God, say the religious fundamentalists, is the source of all morality; there can be no morality without a Judge who rewards and punishes. If we did not fear hell and yearn for heaven, then what would stop people from murdering each other left and right?
Suppose Omega makes a credible threat that if you ever step inside a bathroom between 7AM and 10AM in the morning, he'll kill you. Would you be panicked by the prospect of Omega withdrawing his threat? Would you cower in existential terror and cry: "If Omega withdraws his threat, then what's to keep me from going to the bathroom?" No; you'd probably be quite relieved at your increased opportunity to, ahem, relieve yourself.
Which is to say: The very fact that a religious person would be afraid of God withdrawing Its threat to punish them for committing murder, shows that they have a revulsion of murder which is independent of whether God punishes murder or not. If they had no sense that murder was wrong independently of divine retribution, the prospect of God not punishing murder would be no more existentially horrifying than the prospect of God not punishing sneezing.
If Overcoming Bias has any religious readers left, I say to you: it may be that you will someday lose your faith: and on that day, you will not lose all sense of moral direction. For if you fear the prospect of God not punishing some deed, that is a moral compass. You can plug that compass directly into your decision system and steer by it. You can simply not do whatever you are afraid God may not punish you for doing. The fear of losing a moral compass is itself a moral compass. Indeed, I suspect you are steering by that compass, and that you always have been. As Piers Anthony once said, "Only those with souls worry over whether or not they have them." s/soul/morality/ and the point carries.

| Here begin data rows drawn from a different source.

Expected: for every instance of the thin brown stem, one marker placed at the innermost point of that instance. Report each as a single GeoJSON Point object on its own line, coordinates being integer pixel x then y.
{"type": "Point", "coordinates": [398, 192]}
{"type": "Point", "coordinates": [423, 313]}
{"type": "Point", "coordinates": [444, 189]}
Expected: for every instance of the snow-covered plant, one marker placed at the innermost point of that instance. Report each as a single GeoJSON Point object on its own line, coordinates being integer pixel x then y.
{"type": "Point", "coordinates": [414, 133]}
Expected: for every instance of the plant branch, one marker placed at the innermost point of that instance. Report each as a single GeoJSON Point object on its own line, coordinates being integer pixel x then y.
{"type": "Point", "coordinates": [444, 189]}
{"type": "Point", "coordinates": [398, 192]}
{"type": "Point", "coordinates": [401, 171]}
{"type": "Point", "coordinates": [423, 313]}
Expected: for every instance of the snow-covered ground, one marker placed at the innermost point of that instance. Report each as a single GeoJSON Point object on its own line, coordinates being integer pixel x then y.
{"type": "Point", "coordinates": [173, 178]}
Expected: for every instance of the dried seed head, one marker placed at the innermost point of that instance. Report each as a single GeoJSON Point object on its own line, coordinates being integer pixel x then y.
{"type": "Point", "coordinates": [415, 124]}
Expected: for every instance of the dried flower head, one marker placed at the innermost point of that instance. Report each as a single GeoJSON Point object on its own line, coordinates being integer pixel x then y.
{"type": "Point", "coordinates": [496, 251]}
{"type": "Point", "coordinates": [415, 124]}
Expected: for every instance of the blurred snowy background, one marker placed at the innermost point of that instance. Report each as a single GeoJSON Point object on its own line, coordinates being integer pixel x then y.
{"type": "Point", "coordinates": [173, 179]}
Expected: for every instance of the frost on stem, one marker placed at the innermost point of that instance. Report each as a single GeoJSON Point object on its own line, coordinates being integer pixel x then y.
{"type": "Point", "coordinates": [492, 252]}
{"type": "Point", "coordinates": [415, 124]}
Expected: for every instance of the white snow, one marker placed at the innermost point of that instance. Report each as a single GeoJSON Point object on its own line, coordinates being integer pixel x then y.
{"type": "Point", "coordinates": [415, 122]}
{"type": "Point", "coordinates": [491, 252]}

You don't hear religious fundamentalists using the argument: "If we did not fear hell and yearn for heaven, then what would stop people from eating pork?" Yet by their assumptions - that we have no moral compass but divine reward and retribution - this argument should sound just as forceful as the other.
Even the notion that God threatens you with eternal hellfire, rather than cookies, piggybacks on a pre-existing negative value for hellfire. Consider the following, and ask which of these two philosophers is really the altruist, and which is really selfish?
"You should be selfish, because when people set out to improve society, they meddle in their neighbors' affairs and pass laws and seize control and make everyone unhappy. Take whichever job that pays the most money: the reason the job pays more is that the efficient market thinks it produces more value than its alternatives. Take a job that pays less, and you're second-guessing what the market thinks will benefit society most."
"You should be altruistic, because the world is an iterated Prisoner's Dilemma, and the strategy that fares best is Tit for Tat with initial cooperation. People don't like jerks. Nice guys really do finish first. Studies show that people who contribute to society and have a sense of meaning in their lives, are happier than people who don't; being selfish will only make you unhappy in the long run."
Blank out the recommendations of these two philosophers, and you can see that the first philosopher is using strictly prosocial criteria to justify his recommendations; to him, what validates an argument for selfishness is showing that selfishness benefits everyone. The second philosopher appeals to strictly individual and hedonic criteria; to him, what validates an argument for altruism is showing that altruism benefits him as an individual: higher social status or more intense feelings of pleasure.
So which of these two is the actual altruist? Whichever one actually holds open doors for little old ladies.
You wield the word fundamentalist like an accusation, as if fundamental principles are to be avoided. Stop that.
Also, please be aware that very few people will assert that our moral compass comes wholly from a fear of punishment. Biblically speaking, people were generally expected to know the difference between right and wrong. That is our inheritance, of course. Mankind has eaten the fruit of the Knowledge of Good and Evil, see? ;)
When God-worshiping fundamentalists say that God is the source of all morality, we do not mean that we are conscienceless critters, automatons always needing a nudge. Better to say "Only God is good" and makes good things. God is the source of goodness as the North Pole is the source of northness...if our compasses point that direction, chalk it up to natural attraction. (But in this case the compass points heavenward, not northward, and we could never make the hike).
On another note, you're mixing up judgment and discipline. Judges do not (or should not) punish wrongdoers in order to "teach them a lesson" or "set an example". Judgment is the punishing of wrongdoing because it is wrong and deserves to be punished. Mercy in judgment is an obstruction of justice for the sake of love -- it is a withholding of punishment. Mercy in discipline may be something else entirely, may even put the beloved through pain and misery. That is because discipline IS concerned with "teaching a lesson"...and a good judge will only punish you in proportion to your wickedness, but a good father's discipline might stretch on seemingly for ever, an unearned gift in proportion to your need.
So do not confuse God's Judge Hat with his Father Hat, as so many people do. Even his worshipers get confused. Judgment exists because evil is intolerable. Discipline exists because Love is inexhaustible.
As a final point, does anyone here really believe that if people think something is wrong, they will never do it? There was no direct implication of that in the article...but perhaps a whiff of the sentiment. No man with standards worth mentioning has ever lived up to them.